Television news anchor and reporter

Cora-Ann Mihalik (born c. 1954) is an Emmy Award-winning former television news anchor and reporter who was best known for her role as co-anchor and news reporter for Fox WNYW and My 9 WWOR since 1987. Her career at Fox/My 9 concluded in 2011 when her contract expired.

== Biography ==
Mihalik grew up in East Paterson, New Jersey, and graduated in 1972 from East Paterson Memorial High School (which has since been renamed as Elmwood Park Memorial High School).

She graduated from William Paterson University in Wayne, New Jersey, and from there was hired by many networks. She began in WGGB-TV in Springfield, Massachusetts, then solely owned by ABC, where she was the first female television news anchor and reporter. She moved to WHP-TV in Harrisburg where she also was a news anchor. After Harrisburg, she continued her career in Cleveland for WJKW. Following her short stay in Cleveland, she moved to WTCN in Minneapolis where she was the first female news anchor. From there she went to WLS-TV in Chicago. She then was hired by the FOX network in 1987 where she was the first national news anchor for FOX news updates called FOX News Extra which were produced at New York City O&O WNYW. While at WNYW, Mihalik co-anchored the 7pm and 10pm weekday newscasts. She was one of the original reporters and fill-in anchors for the FOX television show, A Current Affair.
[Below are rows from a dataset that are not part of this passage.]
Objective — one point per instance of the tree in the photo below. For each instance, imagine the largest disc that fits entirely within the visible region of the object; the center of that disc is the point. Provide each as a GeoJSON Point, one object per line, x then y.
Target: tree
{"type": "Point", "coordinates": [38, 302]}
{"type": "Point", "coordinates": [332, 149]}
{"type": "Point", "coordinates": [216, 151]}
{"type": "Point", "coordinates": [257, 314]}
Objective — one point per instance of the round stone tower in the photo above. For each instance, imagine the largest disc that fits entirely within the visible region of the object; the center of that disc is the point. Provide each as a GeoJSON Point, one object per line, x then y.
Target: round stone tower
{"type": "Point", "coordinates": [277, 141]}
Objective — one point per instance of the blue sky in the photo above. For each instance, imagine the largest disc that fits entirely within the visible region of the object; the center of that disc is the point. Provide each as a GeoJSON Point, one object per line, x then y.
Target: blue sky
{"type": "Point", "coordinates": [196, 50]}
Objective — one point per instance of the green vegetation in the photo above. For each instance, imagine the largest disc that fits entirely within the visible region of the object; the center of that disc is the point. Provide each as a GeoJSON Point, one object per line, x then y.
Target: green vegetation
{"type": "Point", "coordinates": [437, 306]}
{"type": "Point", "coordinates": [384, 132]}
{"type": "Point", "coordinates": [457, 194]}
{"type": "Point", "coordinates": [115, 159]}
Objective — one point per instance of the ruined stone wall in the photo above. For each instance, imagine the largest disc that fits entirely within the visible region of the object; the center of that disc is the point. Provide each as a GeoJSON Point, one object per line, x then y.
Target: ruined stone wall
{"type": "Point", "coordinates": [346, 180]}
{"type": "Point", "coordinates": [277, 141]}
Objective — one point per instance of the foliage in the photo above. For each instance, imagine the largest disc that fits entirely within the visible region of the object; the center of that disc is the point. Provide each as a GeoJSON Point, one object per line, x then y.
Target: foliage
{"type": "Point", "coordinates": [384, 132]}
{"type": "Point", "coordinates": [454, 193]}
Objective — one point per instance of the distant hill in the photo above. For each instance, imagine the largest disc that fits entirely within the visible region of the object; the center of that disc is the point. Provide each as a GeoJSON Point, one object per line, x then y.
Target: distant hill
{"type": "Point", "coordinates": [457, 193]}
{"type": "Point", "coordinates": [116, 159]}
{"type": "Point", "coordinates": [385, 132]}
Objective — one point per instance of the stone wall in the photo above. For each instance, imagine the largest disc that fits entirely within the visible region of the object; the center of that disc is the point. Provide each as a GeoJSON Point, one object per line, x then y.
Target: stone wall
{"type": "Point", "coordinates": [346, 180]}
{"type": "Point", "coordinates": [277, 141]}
Following maternity leave in 1998, she returned to work solely at My 9 WWOR as a weekday reporter and weekend anchor until 2011.

Mihalik has been involved in telethons including The Leukemia Televent and the Jerry Lewis Telethon For Muscular Dystrophy.

Mihalik lives in New York with her husband, Arthur, and their two children, Aurora and Tanner.

== Awards ==
Cora-Ann Mihalik received a New York Emmy Award on January 15, 2009, for Outstanding Event Newscast over 35 Minutes, "Miracle on the Hudson," while working at My 9 WWOR-TV. She also won a New York Emmy Award on November 12, 2001, for Outstanding Coverage of an Instant Breaking News Story, "Crash of Flight 587." Other honors include four New Jersey First Place Associated Press Broadcasting Association Awards for "Hurricane Isabel" (2003), "Blizzard of 2003" (2003), "Bridge Fire - Wall Collapse" (2005), "Bronx Fatal Fire" (2007).